Watermarking techniques in stream processing serve to track and manage the progress of event processing over time. In a streaming system, data flows continuously, and events can arrive at different times due to factors like network latency or varying producer speeds. A watermark is a special marker inserted into the stream that indicates the point in time up to which all previous events have been processed. This helps the system understand the completeness of the data being handled and guides it in making decisions about when to trigger computations or handle late-arriving events.

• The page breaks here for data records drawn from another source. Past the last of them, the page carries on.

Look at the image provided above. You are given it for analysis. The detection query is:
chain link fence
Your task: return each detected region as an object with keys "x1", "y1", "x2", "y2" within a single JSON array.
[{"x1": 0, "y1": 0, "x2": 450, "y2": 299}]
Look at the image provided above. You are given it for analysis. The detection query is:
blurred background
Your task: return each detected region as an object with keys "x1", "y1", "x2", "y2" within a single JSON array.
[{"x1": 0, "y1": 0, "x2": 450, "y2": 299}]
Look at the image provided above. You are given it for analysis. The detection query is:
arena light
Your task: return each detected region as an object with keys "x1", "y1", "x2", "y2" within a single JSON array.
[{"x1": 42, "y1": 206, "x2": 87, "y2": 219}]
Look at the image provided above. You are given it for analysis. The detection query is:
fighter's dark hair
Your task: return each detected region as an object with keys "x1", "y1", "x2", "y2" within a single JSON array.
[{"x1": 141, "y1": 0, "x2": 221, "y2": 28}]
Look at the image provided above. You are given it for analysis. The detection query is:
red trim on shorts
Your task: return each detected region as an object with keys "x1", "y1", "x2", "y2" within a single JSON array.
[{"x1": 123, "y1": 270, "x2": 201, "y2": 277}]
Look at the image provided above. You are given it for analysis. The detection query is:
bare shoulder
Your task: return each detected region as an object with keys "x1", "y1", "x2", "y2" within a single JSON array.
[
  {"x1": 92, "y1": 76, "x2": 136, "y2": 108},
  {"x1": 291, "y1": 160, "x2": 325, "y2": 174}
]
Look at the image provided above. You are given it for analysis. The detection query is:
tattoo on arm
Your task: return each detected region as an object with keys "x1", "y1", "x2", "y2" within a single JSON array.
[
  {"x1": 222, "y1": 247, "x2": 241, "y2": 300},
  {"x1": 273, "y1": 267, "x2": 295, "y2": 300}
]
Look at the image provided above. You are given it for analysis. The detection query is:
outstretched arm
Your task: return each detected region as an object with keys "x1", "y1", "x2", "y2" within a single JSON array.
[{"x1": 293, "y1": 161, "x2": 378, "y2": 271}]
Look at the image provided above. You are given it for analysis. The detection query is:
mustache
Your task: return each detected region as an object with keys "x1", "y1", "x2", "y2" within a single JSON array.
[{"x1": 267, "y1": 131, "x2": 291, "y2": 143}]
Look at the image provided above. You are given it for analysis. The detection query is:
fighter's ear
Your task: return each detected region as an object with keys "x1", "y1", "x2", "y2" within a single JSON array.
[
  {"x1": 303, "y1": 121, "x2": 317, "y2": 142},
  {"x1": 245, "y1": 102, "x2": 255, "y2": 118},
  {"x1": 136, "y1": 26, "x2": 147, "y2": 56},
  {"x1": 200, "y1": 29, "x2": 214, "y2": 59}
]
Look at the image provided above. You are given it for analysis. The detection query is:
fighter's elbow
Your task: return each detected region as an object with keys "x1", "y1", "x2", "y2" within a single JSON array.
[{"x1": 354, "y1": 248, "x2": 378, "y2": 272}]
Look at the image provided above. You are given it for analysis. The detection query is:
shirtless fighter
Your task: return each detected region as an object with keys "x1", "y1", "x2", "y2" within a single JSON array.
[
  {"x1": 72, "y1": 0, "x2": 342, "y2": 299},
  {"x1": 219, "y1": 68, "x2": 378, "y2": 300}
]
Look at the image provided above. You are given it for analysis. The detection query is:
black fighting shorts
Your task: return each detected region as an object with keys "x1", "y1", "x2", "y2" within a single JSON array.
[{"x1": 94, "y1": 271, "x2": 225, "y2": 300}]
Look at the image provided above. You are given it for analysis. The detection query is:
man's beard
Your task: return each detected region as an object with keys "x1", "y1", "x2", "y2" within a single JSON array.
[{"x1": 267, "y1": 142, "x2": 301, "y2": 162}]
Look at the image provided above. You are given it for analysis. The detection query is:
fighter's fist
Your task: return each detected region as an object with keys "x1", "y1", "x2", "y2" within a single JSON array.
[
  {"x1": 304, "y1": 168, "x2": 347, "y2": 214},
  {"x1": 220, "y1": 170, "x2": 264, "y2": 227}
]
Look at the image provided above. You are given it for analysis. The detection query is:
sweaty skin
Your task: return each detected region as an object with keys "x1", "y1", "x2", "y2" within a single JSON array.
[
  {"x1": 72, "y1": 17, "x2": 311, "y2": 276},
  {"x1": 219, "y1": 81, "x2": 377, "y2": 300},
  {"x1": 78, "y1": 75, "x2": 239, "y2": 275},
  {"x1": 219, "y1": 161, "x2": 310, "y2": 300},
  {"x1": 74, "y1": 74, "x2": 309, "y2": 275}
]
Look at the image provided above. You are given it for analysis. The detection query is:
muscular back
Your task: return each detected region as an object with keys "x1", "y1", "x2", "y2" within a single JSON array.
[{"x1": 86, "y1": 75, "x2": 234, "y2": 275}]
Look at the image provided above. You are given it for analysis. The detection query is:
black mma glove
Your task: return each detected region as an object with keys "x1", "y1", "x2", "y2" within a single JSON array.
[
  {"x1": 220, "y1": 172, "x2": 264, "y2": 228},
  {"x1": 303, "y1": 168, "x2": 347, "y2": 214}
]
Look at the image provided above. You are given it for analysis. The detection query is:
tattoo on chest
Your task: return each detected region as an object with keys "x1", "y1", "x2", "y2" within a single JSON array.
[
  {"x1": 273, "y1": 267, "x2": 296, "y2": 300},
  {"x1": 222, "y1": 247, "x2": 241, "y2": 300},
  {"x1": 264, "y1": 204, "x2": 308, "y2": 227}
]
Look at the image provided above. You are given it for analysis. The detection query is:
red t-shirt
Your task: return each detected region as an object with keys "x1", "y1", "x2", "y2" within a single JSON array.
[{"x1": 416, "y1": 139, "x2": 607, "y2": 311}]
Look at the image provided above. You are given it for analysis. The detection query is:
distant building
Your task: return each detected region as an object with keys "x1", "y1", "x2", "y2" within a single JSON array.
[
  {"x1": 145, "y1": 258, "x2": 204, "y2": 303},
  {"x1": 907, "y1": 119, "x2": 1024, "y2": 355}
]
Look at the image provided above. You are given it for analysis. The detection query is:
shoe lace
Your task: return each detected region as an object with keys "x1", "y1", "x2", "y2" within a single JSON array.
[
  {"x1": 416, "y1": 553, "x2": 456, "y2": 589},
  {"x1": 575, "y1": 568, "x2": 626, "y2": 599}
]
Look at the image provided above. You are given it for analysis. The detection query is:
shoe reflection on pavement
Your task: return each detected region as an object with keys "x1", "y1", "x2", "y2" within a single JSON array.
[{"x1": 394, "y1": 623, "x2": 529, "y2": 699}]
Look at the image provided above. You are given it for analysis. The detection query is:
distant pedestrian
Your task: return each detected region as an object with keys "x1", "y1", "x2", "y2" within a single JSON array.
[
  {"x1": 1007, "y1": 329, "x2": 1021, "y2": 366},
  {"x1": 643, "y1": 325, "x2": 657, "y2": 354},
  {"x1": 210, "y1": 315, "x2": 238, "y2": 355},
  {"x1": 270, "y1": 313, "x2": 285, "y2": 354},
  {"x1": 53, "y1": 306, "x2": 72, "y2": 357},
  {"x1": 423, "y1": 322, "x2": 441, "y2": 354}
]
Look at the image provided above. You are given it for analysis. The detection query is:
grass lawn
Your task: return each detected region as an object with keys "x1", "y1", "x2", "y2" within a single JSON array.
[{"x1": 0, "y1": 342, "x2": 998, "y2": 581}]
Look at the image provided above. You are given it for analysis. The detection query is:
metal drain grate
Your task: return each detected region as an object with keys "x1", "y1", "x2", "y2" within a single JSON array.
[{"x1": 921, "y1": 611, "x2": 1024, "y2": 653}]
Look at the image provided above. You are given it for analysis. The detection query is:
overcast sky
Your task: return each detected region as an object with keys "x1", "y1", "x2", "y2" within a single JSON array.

There are two primary types of watermarks: bounded and unbounded. A bounded watermark signifies that no events with timestamps earlier than the watermark will be processed subsequently. For example, if a stream processes data with timestamps, and a watermark is emitted for time t=10
, it means all events with timestamps <=10
have been fully processed. Unbounded watermarks, on the other hand, indicate that the system is uncertain about late arrivals; it continues to allow for some flexibility in handling late events for a while, often guarding against the possibility of missing important data.
Using watermarks is essential for ensuring that stream processing maintains correctness and efficiency. For instance, in scenarios like windowed aggregations, where events are grouped over time intervals, watermarks help close windows and emit results based on the latest events processed. Without watermarks, systems could either process events repeatedly or miss important ones, leading to incorrect results. In practical implementations, tools and frameworks like Apache Flink utilize watermarks to maintain event order and ensure timely processing, allowing developers to streamline their applications with reliable data handling.